C’è uno sfilacciamento, un’ingordigia, un senso stanco e immaturo di onnipotenza, che porta tutti a fare tutto, a oltrepassare ogni limite, a sentirsi “dio” della propria vita. L’unico che va controcorrente, che si muove contro questa marea, questa pandemia che ha contagiato il paese in tutti gli spazi e i luoghi pubblici e privati, è, come al solito, il cattolico. E penso ad una persona in particolare, al Papa. Benedetto XVI non ha sbracato. Ha conservato il senso del limite, si è ricordato che non è Dio. Si è aggrappato all’umiltà, questa virtù impossibile. E Dio lo ha aiutato donandogliela (l’umiltà). Quanto è controtendenza il suo gesto dell’11 febbraio che verrà confermato il 28? Lui è rimasto al suo posto, per il quale ha speso tutto le sue energie, poi si è guardato, acutamente e onestamente, e ha detto la verità: sono vecchio (parola scomparsa dal linguaggio comune, sbracato anch’esso), non posso più essere il Santo Padre, ma posso fare il Santo Nonno, posso ritirarmi per “rimanere nascosto al mondo” ma così facendo essere ancora più presente, con la forza della preghiera, l’unica che mi è rimasta. Ora quindi faccio spazio a uno più vigoroso di me, ad un nuovo Santo Padre. E ha lasciato la poltrona. Quanta laicità, leggerezza, finezza, libertà in questo gesto. Forse la più grande lezione di questo Papa-professore. Se solo fosse ascoltato e imitato, un po’ di più e meno dileggiato.. ma questo dileggio è ancora una volta il segno di quello “sbraco” che affligge ormai da anni il nostro paese.

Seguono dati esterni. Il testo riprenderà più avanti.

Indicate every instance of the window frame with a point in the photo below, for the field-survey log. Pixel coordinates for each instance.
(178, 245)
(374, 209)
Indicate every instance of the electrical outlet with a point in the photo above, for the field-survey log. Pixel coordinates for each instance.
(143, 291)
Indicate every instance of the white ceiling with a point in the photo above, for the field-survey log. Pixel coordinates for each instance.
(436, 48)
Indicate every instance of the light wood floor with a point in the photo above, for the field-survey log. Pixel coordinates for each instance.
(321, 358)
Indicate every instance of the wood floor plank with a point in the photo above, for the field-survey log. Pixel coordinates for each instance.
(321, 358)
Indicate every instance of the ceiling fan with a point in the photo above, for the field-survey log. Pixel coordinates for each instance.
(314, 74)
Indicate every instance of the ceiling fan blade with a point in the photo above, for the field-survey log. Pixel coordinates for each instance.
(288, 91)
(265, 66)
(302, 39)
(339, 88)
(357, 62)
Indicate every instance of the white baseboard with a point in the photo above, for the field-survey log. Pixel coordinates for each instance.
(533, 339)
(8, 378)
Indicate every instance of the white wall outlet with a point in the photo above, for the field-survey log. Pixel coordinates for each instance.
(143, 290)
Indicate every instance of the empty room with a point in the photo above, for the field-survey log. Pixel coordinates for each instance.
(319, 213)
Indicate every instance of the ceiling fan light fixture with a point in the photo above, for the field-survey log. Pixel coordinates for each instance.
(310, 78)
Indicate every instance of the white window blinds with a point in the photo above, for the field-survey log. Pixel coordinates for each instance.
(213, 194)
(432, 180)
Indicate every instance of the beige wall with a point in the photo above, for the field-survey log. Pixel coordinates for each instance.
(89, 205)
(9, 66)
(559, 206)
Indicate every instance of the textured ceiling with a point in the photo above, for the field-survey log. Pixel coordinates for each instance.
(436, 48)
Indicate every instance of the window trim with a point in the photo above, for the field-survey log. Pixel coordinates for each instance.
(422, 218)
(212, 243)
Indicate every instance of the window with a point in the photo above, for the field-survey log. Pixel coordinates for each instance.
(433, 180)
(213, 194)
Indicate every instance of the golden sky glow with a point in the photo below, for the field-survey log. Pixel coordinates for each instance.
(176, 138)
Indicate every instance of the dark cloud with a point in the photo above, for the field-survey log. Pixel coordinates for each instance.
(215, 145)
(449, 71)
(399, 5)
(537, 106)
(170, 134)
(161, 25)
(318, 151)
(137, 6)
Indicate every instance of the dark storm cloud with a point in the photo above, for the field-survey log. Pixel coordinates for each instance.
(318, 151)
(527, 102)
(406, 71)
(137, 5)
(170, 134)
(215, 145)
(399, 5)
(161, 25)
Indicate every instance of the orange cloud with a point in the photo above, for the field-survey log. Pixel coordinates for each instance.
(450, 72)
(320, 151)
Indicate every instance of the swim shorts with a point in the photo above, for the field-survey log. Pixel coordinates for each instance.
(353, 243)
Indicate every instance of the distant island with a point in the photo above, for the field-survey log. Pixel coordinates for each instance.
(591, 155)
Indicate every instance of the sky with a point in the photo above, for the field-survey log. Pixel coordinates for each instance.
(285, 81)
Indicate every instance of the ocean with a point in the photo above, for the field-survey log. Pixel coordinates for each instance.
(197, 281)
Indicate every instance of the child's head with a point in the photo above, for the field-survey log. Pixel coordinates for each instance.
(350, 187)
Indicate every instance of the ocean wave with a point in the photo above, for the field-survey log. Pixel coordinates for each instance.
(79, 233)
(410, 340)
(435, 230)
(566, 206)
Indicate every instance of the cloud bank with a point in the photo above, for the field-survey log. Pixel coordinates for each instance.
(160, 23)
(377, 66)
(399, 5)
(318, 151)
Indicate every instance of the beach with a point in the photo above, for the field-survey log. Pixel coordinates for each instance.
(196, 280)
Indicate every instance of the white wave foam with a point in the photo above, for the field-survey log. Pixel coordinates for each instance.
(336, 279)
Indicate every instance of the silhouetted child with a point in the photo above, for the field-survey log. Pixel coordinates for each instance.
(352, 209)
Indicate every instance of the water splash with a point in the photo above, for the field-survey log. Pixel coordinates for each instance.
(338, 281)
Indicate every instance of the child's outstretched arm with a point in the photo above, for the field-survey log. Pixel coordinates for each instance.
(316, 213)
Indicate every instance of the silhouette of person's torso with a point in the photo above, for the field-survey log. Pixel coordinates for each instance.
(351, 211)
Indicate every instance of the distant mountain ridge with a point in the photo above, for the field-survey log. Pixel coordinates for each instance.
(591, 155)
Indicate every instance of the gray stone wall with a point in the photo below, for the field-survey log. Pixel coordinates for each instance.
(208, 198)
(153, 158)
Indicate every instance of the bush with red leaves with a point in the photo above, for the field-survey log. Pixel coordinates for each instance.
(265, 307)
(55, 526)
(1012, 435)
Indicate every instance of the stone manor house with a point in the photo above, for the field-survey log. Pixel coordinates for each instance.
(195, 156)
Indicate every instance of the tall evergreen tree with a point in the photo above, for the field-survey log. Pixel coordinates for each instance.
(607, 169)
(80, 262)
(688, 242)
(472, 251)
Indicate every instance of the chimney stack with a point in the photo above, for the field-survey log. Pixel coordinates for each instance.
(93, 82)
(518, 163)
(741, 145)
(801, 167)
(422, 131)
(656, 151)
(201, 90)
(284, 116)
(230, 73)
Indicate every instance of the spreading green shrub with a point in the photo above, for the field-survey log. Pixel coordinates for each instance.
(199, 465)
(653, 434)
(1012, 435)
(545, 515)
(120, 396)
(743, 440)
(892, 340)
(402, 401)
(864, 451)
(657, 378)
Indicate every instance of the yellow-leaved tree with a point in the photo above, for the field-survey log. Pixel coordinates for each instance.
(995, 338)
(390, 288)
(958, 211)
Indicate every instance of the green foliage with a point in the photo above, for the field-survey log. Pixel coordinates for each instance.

Contro questo sbraco ci salvano le parole del grande romanziere scozzese R.L.Stevenson, scritte per un suo sermone di Natale, la festa dell’umiltà:
“Esigiamo compiti più elevati perché non siamo capaci di riconoscere l’elevatezza di quelli che già ci sono assegnati. Cercare di essere gentili e onesti sembra un affare troppo semplice e privo di risonanza per uomini del nostro stampo eroico; piuttosto ci getteremmo in qualcosa di audace, arduo e decisivo: preferiremmo scoprire uno scisma o reprimere un’eresia, tagliarci una mano o mortificare un desiderio. Ma il compito davanti a noi, cioè quello di sopportare la nostra esistenza, richiede una finezza microscopica, e l’eroismo necessario è quello della pazienza. Il nodo gordiano della vita non può essere risolto con un taglio: ogni intrico va sciolto sorridendo”
Bravo, limpido, puntuale come sempre
E che ciliegina il sermone di Stevenson…Complimenti!
Il sermone di Natale di Stevenson è un capolavoro, non perdetevelo!